Une prospection a été réalisée dans la région du Sine et Saloum du 22 au 26 février. Le but de la prospection était de mettre en évidence des sites d'habitats subactuels liés aux tumulus funéraires sereer abandonnés dans une zone non prospectée par S. et R. McIntosh (1988). Les prospections ont concerné les alentours des villages de Bélikaél, Tiombi, Khalambas, Tioupane, Gamboul Keur Matar, Ndalane, Bélél Gadiali, Khombol, Peul Ngadiari et Yenguélé. Tous ces sites sont situés entre Fatick et Kaolack, sauf le site de Yenguélé, au sud-ouest de Niakhar, fouillé par M. Lam en 1994.
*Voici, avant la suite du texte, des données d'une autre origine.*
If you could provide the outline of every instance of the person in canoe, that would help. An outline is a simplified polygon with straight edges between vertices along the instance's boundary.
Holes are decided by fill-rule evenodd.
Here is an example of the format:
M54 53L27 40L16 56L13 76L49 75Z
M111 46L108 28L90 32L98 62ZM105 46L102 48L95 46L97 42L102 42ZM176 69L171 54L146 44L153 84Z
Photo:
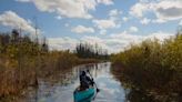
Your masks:
M81 71L80 73L80 89L85 90L89 89L89 85L93 86L94 82L87 75L85 71Z

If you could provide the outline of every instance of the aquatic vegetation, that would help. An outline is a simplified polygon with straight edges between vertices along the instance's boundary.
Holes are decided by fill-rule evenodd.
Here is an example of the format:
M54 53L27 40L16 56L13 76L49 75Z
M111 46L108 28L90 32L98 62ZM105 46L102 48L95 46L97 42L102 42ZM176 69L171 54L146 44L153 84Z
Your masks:
M112 55L113 73L127 86L146 91L158 101L182 100L182 34L163 42L145 40Z
M95 61L79 59L70 51L49 51L46 38L32 40L17 30L0 33L0 100L19 95L28 86L38 86L39 78Z

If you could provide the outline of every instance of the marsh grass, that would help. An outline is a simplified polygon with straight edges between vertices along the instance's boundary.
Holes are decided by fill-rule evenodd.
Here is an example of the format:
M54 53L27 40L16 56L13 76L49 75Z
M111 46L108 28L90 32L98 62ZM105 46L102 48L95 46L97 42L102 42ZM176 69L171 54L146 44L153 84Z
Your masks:
M160 42L145 40L112 57L112 72L132 89L155 100L182 100L182 34Z

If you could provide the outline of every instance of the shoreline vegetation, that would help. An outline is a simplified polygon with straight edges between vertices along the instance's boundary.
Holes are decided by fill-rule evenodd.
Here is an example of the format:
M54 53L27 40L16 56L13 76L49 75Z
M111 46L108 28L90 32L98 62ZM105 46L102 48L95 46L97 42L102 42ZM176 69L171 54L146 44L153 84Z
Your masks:
M83 57L82 57L83 55ZM18 30L0 33L0 101L10 101L22 94L28 86L37 88L39 78L83 63L108 59L107 51L97 45L80 43L75 51L49 51L47 39L39 41L21 35Z
M152 102L182 100L182 32L163 42L149 39L132 44L125 51L113 54L111 60L112 73L131 92L145 93ZM129 100L149 102L144 99Z

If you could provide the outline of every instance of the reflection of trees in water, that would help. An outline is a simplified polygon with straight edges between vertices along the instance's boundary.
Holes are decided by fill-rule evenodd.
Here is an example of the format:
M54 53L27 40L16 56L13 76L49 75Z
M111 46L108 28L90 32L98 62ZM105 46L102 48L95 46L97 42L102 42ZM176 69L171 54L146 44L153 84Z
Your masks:
M130 92L125 95L127 102L155 102L153 98L148 96L142 91L130 90Z
M28 99L28 102L40 102L43 100L43 98L47 99L51 96L58 90L58 88L68 86L77 82L80 71L90 70L92 76L97 78L98 74L104 73L104 68L108 65L109 64L105 63L78 65L74 68L57 71L49 76L40 78L38 79L39 88L29 90L26 99Z

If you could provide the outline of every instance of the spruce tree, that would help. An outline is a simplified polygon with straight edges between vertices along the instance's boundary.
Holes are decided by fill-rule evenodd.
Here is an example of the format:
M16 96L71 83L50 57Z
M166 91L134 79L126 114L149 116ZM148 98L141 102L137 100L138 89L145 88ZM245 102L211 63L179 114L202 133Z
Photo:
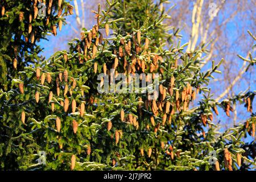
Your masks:
M179 30L164 23L168 18L161 8L164 2L106 1L106 10L98 5L93 11L95 24L90 30L84 28L81 38L69 43L69 50L24 67L20 77L24 93L1 93L6 100L1 101L5 106L2 121L10 127L10 118L17 121L18 116L17 130L28 132L38 151L46 152L46 163L36 164L34 150L31 155L19 156L26 164L17 168L253 168L254 142L246 143L243 138L248 134L255 137L255 92L215 101L208 85L214 74L221 73L217 69L222 60L213 61L212 68L203 72L199 57L207 45L194 52L185 52L187 44L174 45L174 37L180 35ZM254 60L251 58L252 64ZM127 76L151 73L153 80L159 73L159 97L151 100L148 93L100 93L98 74L112 78L112 68L115 74ZM126 82L134 81L128 77ZM151 87L147 86L149 90ZM11 108L13 100L17 101L19 111L11 115L13 112L7 108ZM229 115L237 101L246 104L251 117L220 133L213 122L215 115ZM189 106L192 103L194 107ZM213 158L210 154L215 154ZM1 162L9 160L6 158Z
M20 122L26 119L29 94L22 75L24 68L41 64L43 48L38 43L49 32L56 35L73 7L65 1L51 0L3 0L0 6L0 168L26 169L39 146L31 128Z

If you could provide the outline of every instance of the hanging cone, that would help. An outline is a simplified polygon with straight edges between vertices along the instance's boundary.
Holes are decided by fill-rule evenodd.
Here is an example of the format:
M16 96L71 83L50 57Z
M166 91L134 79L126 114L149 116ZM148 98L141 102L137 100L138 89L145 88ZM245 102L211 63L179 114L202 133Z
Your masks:
M72 113L75 113L76 112L76 102L75 99L72 101Z
M57 35L57 30L56 30L56 25L53 25L52 26L52 34L53 34L54 36L56 36Z
M146 38L145 39L145 46L144 47L144 49L145 50L147 49L148 48L148 44L149 44L149 40L148 38Z
M73 131L75 134L76 134L77 131L78 123L75 120L73 120Z
M38 80L39 80L39 78L40 78L40 68L36 68L36 79L38 79Z
M1 11L2 16L3 16L5 13L5 6L2 6L2 11Z
M60 6L61 6L61 3L62 3L62 0L58 0L59 7L60 7Z
M73 14L73 6L72 5L68 6L68 13L71 14Z
M100 38L98 39L98 42L100 43L100 44L101 44L102 41L103 41L103 35L101 33L100 35Z
M60 32L62 30L62 25L63 25L63 22L60 19L59 21L59 30L60 30Z
M109 121L107 124L107 130L110 131L111 129L112 128L112 122L111 121Z
M59 117L56 118L56 127L57 127L57 131L60 133L60 119Z
M94 58L97 52L97 46L95 44L93 44L92 52L93 52L92 58Z
M64 100L64 112L67 113L68 110L68 106L69 105L69 100L68 98L65 98Z
M87 155L90 155L91 152L92 152L92 149L90 148L90 146L88 146L87 147L87 150L86 150Z
M106 32L106 36L109 36L109 25L108 23L106 23L106 24L105 25L105 31Z
M143 148L141 148L141 155L142 155L142 156L144 156L144 150L143 150Z
M58 87L57 87L57 96L60 96L60 88L58 86Z
M55 105L54 102L52 102L51 104L51 109L52 109L52 111L54 111L54 105Z
M141 44L141 33L139 31L138 31L137 32L137 40L138 40L138 43L139 44Z
M251 124L251 136L255 136L255 123L253 122Z
M19 20L20 22L22 22L22 20L23 20L23 18L24 18L24 12L20 12L19 15Z
M170 107L171 106L171 103L169 101L166 102L166 113L168 114L170 113Z
M38 102L39 102L39 93L38 92L36 92L36 93L35 94L35 98L36 103L38 103Z
M218 115L218 109L217 109L217 106L216 105L213 107L213 110L214 111L215 114L216 114L216 115Z
M47 77L46 79L47 80L48 83L49 84L52 81L52 77L51 76L51 74L49 73L47 73L46 77Z
M23 124L25 123L25 118L26 118L25 112L22 111L22 122Z
M166 114L164 114L163 117L163 126L164 126L164 124L166 122L166 119L167 119L167 115Z
M115 57L115 61L114 63L114 68L115 69L118 65L118 58L117 57Z
M62 1L62 0L59 0L59 1ZM71 170L73 170L75 168L75 167L76 166L76 156L75 155L72 155L71 157Z
M126 52L127 54L128 55L130 56L131 52L130 51L130 47L127 44L125 45L125 52Z
M238 165L239 167L241 167L241 154L239 153L237 154L237 165Z
M38 9L36 6L34 7L34 19L36 19L38 15Z
M148 148L148 158L150 158L150 156L151 156L151 154L152 154L152 148Z
M32 14L30 14L30 15L28 15L28 20L30 23L31 23L32 22Z
M68 84L65 84L65 87L64 87L64 96L65 95L67 95L67 94L68 93Z
M115 144L118 143L119 142L119 132L115 130Z
M123 111L123 109L122 109L120 112L120 117L121 121L123 121L125 120L125 111Z
M48 4L48 7L51 7L52 6L52 2L53 1L53 0L49 0L49 4Z
M43 85L46 80L46 75L44 73L42 73L41 75L41 85Z
M160 84L159 85L159 92L160 92L160 93L161 94L163 94L163 85L162 84Z
M64 81L65 82L68 82L68 71L67 69L65 69L63 73Z
M46 26L47 26L49 24L49 16L48 16L47 18L46 19Z
M23 94L24 93L24 85L23 85L23 82L20 82L19 84L19 92L20 92L21 94Z
M97 63L97 62L94 62L94 64L93 65L93 68L94 68L94 73L96 74L97 69L98 69L98 64Z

M. Lam est le seul à avoir fouillé un tumulus subactuel à Yenguélé près de Niakhar dans la région de Fatick. Les villageois de Yenguélé exploitaient une termitière comme carrière d'argile pour la confection de briques. Ils furent très surpris d'y découvrir des squelettes humains et des perles. M. Lam, chercheur à l'I.F.A.N., entreprit des fouilles de sauvetage. Le tumulus de Yenguélé faisait 6 m de diamètre et 80 cm de haut. A 60 cm de profondeur du sommet, des fragments d'os longs, un crâne et deux mandibules furent exhumés. L'inhumation collective et simultanée des deux individus était accompagnée de matériel funéraire. Il y avait deux colliers en coquillages, un collier de perles en cornalines, une épingle à cheveux en cuivre et une pipe en terre cuite. Cette sépulture est dite subactuelle à cause de la petite taille du tumulus et par la présence d'une pipe entière en céramique.